Find out Saturday December 20. We will do a contra la mantra from the corner of Purissima and Elena to Natoma to Black Mountain to Altamont. 

Three trips up with the average of the three being your score. The results are going up on our bragging rights board at the studio, and on our website.

We will leave from Peet's in downtown Los Altos at 10am.

Al


----------



## thien (Feb 18, 2004)




----------



## bikerbert (Jan 28, 2005)

This is a great commercial! Have you seen Terry Tatum Office Linebacker? Hilarious.


----------



## thien (Feb 18, 2004)

bikerbert said:


> This is a great commercial! Have you seen Terry Tatum Office Linebacker? Hilarious.
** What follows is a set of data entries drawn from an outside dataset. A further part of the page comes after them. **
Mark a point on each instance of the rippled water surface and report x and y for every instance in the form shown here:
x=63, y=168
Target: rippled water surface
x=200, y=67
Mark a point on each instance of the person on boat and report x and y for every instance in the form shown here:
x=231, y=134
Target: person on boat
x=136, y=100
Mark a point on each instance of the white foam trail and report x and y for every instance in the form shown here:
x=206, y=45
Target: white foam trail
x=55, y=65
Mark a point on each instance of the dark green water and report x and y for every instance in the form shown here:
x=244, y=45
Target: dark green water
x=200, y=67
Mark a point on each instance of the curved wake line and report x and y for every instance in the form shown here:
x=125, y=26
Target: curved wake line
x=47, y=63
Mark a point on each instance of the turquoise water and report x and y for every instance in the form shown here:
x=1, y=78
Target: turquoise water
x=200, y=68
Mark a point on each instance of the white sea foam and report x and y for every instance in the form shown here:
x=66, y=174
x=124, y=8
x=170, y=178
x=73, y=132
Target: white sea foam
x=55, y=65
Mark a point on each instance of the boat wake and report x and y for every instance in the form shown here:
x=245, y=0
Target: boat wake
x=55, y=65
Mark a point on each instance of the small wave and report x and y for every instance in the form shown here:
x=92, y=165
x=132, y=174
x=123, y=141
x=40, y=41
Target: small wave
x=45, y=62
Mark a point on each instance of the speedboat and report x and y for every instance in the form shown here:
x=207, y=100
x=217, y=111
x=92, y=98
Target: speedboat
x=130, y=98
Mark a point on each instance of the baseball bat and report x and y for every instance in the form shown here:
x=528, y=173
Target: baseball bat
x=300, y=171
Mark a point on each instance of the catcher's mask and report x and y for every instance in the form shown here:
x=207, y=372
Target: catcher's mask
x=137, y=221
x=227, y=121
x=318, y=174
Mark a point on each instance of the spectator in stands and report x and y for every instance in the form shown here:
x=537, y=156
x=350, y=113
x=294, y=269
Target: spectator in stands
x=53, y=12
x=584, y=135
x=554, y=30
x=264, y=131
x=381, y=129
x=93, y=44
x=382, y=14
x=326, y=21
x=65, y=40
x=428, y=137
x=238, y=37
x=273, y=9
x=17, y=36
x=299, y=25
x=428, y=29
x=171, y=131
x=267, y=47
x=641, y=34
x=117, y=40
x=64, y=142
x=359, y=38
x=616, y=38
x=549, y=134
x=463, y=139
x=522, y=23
Yeah, that ones hilarious!! :thumbsup:


----------



## bikerbert (Jan 28, 2005)

We had a great ride! 10 people showed up to see how fast they were, and we had people do the climb between 7:35 and 14 minutes. Be on the lookout for the next one!


----------



## Gee3 (Jan 31, 2006)

Missed the ride but it looks like my fast would be your slow, compared to many on here! haha!


----------



## bikerbert (Jan 28, 2005)

We will be doing it again soon!!


----------